Gzhel (Гжель) is a rural locality (a selo) in Ramensky District of Moscow Oblast, Russia, located 52 km southeast from the center of Moscow. As of the 2010 Census, its population was 1,006.

It gave its name to Gzhel ceramics as well as the Gzhelian age and stage in the ICS geologic time scale. In a broader sense, the name may also refer to a cluster of rural localities in the vicinity of Gzhel and Rechitsy.
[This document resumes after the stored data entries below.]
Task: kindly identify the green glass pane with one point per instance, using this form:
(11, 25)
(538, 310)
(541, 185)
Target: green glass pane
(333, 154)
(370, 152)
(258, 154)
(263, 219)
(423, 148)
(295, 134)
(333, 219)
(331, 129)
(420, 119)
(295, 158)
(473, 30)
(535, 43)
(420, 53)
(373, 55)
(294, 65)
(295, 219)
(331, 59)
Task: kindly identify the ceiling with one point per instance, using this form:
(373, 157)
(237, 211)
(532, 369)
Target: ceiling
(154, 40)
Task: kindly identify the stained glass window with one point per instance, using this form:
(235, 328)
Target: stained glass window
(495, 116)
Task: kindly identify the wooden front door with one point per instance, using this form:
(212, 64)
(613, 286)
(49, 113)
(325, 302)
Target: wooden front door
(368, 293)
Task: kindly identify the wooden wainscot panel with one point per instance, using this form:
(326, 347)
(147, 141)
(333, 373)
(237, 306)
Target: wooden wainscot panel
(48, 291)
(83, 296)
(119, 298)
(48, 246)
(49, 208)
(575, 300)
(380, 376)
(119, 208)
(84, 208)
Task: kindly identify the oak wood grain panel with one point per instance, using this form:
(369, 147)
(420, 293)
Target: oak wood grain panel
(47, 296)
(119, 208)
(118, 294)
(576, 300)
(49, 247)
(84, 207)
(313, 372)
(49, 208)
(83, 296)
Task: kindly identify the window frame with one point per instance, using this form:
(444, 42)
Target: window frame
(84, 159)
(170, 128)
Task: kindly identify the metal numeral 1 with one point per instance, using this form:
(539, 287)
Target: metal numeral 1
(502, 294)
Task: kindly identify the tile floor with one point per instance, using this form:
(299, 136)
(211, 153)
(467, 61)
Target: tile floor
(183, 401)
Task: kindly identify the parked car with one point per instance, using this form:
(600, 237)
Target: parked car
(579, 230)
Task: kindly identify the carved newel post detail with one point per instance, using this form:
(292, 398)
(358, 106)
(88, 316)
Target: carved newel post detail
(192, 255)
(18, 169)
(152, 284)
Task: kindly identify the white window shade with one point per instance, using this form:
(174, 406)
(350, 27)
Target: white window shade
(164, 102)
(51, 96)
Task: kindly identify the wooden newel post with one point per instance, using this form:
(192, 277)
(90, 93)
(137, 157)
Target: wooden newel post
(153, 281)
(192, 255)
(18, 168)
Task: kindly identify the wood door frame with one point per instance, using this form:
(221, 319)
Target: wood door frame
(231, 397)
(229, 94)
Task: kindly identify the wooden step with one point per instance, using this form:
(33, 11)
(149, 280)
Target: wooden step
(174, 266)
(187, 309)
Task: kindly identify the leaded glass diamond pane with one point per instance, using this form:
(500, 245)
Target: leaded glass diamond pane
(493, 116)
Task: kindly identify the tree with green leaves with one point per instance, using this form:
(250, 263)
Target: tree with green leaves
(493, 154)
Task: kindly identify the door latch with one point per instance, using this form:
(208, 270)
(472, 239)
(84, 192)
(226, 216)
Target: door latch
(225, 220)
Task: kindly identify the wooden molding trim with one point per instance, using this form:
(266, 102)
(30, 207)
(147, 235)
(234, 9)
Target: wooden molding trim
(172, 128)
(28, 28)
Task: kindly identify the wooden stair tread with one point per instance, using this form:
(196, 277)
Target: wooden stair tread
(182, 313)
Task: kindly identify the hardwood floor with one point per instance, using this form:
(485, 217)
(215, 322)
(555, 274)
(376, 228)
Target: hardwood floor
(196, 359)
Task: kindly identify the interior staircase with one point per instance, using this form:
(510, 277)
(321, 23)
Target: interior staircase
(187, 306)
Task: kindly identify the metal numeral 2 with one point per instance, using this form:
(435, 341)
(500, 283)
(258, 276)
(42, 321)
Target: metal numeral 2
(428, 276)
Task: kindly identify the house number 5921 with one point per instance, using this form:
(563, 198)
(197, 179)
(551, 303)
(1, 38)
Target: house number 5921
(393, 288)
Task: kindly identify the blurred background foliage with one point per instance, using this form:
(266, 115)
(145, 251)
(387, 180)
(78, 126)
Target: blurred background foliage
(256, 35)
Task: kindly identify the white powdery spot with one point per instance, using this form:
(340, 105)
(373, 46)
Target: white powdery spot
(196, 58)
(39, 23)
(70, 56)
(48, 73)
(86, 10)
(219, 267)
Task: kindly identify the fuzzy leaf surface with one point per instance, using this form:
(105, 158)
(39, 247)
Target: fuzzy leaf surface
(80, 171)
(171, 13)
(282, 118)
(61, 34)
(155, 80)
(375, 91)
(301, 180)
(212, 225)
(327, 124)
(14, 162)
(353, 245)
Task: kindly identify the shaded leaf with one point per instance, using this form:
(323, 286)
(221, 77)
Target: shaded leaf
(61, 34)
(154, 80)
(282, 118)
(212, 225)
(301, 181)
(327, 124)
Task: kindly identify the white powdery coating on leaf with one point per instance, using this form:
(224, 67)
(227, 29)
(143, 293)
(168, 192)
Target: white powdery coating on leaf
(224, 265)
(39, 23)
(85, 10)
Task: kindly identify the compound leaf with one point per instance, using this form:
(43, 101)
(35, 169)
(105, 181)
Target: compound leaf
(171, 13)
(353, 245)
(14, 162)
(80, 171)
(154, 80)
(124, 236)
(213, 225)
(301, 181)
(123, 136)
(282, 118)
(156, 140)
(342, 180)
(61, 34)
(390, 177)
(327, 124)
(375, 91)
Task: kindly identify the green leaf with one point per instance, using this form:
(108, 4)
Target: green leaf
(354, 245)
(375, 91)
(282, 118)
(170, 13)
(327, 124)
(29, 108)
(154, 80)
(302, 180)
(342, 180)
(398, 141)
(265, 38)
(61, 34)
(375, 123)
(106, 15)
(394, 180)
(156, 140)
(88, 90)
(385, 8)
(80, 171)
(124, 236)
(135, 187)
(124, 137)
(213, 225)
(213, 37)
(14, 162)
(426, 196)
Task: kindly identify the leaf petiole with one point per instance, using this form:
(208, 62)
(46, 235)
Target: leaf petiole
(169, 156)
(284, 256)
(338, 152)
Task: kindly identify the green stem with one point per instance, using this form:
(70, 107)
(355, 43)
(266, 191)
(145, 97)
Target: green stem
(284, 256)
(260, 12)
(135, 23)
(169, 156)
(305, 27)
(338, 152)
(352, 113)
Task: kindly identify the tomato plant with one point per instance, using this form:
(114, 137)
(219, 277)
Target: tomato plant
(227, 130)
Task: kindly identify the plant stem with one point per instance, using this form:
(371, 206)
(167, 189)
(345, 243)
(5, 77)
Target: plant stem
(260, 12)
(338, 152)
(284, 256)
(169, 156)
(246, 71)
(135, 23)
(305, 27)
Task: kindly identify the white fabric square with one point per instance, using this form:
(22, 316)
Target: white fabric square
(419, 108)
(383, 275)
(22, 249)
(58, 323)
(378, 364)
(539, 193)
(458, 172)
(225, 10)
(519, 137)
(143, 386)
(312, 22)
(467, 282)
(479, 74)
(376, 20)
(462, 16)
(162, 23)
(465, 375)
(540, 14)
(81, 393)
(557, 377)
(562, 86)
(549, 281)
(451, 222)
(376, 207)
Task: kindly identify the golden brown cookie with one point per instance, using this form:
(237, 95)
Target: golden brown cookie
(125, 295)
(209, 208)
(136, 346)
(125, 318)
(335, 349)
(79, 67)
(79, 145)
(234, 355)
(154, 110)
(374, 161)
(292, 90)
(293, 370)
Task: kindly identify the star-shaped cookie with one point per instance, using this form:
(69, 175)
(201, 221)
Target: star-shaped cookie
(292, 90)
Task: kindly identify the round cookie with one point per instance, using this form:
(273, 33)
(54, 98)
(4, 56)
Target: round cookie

An eponymous railway station on the Moscow–Kazan line has been operating since 1912, and a different settlement also named Gzhel is located in the vicinity.

Gzhel stands on the banks of the Gzhelka River, known from the 1451 charter of Sophia of Lithuania, mother of Vasily II of Moscow, as Kzhelya. The year of Gzhel's foundation remains unknown, but it was first reliably documented in the 1784 population audit. Gzhel prospered in the end of 19th century; the 1871 population audit recorded eleven retail shops, fifteen pubs, five inns, and eighty-eight manufacturing shops. Farmland was scarce; most of the population made a living in ceramic trade or worked in Moscow. According to 1878 records, 952 local men and 177 women worked outside of Gzhel, yet the number of workers from other places was over 1,200, evenly balancing the equation. Unhealthy work environments promoted mass tuberculosis among locals and guest workers; in 1909, a privately funded free sanatorium for TB patients was built here.